Man City zog daraufhin vor den CAS. Die Sperre wurde aufgehoben und die Geldstrafe auf zehn Millionen Euro reduziert. Bei der Anhörung stellte das Gremium fest, dass die meisten der vorgeworfenen Verstöße nicht nachgewiesen wurden oder verjährt waren, was bedeutet, dass sie zu lange zurückliegen, als dass die UEFA etwas dagegen unternehmen könnte.
Entscheidend ist, dass die Regeln der Premier League keine Verjährung vorsehen, so dass City, wenn sich der Klub verteidigt, nicht die gleiche Argumentation verwenden kann.
Fußball-Finanzexperte Kieran Maguire im Gespräch mit Sky Sports News:
"Der Hauptunterschied zwischen der Premier League und der UEFA ist, dass die UEFA eine Verjährungsfrist hat, die die Verfügbarkeit von Beweisen auf fünf Jahre beschränkt.

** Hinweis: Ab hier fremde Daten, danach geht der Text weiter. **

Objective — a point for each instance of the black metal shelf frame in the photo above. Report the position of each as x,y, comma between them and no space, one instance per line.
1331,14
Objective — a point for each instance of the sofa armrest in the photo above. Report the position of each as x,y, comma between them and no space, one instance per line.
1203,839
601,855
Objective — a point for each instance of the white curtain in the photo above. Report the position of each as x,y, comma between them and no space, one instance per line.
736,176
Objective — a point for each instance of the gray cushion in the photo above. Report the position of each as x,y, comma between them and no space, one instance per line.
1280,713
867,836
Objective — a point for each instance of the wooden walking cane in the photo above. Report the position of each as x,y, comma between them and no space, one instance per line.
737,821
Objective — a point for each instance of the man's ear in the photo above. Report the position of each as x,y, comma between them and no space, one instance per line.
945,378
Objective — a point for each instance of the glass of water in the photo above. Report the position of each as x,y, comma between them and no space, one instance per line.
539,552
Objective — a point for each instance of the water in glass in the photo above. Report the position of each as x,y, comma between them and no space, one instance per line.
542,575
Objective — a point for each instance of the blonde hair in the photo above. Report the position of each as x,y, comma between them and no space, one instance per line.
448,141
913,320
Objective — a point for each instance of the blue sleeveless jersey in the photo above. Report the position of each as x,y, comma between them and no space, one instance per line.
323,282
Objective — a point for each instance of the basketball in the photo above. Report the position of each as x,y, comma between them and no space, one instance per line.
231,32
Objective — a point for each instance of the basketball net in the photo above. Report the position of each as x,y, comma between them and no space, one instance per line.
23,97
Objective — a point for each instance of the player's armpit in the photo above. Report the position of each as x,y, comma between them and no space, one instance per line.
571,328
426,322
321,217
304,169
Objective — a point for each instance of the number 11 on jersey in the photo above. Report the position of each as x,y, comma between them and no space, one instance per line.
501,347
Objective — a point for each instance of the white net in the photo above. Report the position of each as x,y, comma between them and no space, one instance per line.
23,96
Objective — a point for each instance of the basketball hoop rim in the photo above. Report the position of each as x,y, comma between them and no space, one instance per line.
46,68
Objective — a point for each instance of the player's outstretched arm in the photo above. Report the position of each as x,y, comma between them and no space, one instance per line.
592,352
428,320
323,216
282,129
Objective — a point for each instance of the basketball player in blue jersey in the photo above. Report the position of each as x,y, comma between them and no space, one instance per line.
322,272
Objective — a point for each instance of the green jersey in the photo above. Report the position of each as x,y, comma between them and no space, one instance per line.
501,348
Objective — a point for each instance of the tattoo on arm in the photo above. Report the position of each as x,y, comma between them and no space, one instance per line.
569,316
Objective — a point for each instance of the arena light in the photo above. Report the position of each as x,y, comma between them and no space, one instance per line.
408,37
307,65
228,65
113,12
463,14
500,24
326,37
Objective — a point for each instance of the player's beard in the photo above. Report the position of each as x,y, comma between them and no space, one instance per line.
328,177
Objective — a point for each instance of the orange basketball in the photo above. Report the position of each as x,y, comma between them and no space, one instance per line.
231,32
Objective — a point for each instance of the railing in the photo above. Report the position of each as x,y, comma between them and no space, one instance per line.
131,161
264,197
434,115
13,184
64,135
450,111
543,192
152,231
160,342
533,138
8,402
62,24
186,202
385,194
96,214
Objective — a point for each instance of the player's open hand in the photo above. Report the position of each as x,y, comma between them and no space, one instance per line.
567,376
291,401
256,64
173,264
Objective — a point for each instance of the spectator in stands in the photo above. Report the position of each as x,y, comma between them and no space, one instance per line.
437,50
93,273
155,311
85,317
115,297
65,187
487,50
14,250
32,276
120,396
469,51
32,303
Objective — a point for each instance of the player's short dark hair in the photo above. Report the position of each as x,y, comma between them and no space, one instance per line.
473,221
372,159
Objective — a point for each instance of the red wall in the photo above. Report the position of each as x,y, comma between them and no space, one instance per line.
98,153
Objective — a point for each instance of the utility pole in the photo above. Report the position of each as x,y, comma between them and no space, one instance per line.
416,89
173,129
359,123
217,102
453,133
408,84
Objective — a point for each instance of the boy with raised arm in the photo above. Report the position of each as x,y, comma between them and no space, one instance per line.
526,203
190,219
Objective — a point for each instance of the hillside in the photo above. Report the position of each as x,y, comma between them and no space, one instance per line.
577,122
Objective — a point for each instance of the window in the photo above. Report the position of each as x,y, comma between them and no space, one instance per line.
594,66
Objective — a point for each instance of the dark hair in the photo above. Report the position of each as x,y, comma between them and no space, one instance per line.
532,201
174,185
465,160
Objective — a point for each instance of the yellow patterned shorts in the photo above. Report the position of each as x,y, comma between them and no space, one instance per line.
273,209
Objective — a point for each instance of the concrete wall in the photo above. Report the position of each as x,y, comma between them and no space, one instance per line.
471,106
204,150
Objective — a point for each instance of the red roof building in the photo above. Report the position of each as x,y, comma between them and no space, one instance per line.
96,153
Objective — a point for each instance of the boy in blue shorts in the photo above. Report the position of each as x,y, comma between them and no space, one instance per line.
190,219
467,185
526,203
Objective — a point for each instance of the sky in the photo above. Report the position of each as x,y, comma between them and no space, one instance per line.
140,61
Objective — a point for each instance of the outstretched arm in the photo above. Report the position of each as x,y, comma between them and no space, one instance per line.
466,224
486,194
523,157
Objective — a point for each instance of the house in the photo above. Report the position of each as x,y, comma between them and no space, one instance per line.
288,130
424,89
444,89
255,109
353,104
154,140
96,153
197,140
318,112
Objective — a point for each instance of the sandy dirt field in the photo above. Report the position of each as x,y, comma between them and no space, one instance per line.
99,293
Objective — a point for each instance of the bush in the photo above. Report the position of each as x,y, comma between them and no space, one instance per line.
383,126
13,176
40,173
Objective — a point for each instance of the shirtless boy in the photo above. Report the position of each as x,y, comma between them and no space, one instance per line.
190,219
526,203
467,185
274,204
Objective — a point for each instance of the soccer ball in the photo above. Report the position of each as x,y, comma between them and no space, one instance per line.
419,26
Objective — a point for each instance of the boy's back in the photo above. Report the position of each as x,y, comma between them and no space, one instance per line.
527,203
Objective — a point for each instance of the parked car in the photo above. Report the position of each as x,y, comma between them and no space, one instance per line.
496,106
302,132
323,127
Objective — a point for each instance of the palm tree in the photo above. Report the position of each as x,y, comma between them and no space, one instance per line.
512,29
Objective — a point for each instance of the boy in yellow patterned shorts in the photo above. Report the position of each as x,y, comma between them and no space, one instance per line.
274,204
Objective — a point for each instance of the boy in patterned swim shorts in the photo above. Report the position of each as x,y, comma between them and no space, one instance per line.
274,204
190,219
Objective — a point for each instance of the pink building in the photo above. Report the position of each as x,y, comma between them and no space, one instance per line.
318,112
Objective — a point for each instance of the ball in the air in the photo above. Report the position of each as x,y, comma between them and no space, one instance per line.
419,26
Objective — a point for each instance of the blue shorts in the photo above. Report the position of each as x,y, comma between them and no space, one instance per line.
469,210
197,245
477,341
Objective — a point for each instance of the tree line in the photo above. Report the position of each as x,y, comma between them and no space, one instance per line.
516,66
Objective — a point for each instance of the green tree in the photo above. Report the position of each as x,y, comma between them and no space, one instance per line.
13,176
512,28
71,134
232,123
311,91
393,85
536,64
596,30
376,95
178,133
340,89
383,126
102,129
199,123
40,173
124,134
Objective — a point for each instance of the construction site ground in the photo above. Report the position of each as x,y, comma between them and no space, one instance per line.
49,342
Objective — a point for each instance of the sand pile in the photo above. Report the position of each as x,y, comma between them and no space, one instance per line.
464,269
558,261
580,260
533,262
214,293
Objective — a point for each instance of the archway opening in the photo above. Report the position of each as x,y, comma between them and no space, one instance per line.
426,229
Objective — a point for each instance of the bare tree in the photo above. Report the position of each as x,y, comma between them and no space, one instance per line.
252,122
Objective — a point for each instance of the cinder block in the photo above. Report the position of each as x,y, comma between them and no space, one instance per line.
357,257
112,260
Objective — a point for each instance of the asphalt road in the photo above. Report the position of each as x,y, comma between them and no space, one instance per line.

In der Premier League ist das nicht der Fall.
Die UEFA hat Regeln dafür, woher die Beweise kommen, und sie dürfen nicht aus illegalen Quellen stammen. Wenn man sich das Handbuch der Premier League anschaut, steht dort, dass die Quelle der Daten und Beweise für sie irrelevant ist, obwohl dies Teil der Verteidigung von Man City sein könnte, dass einige der Beweise, die von der Premier League zur Verfügung gestellt werden, aus unangemessenen Quellen stammen und die Glaubwürdigkeit dieser Beweise nicht gegeben ist.
Ich vermute, dass einige der Beweise, die die Premier League der unabhängigen Kommission vorlegen wird, letztlich von Football Leaks, dem Spiegel und dem portugiesischen Hacker stammen, denn das war ziemlich umfassend.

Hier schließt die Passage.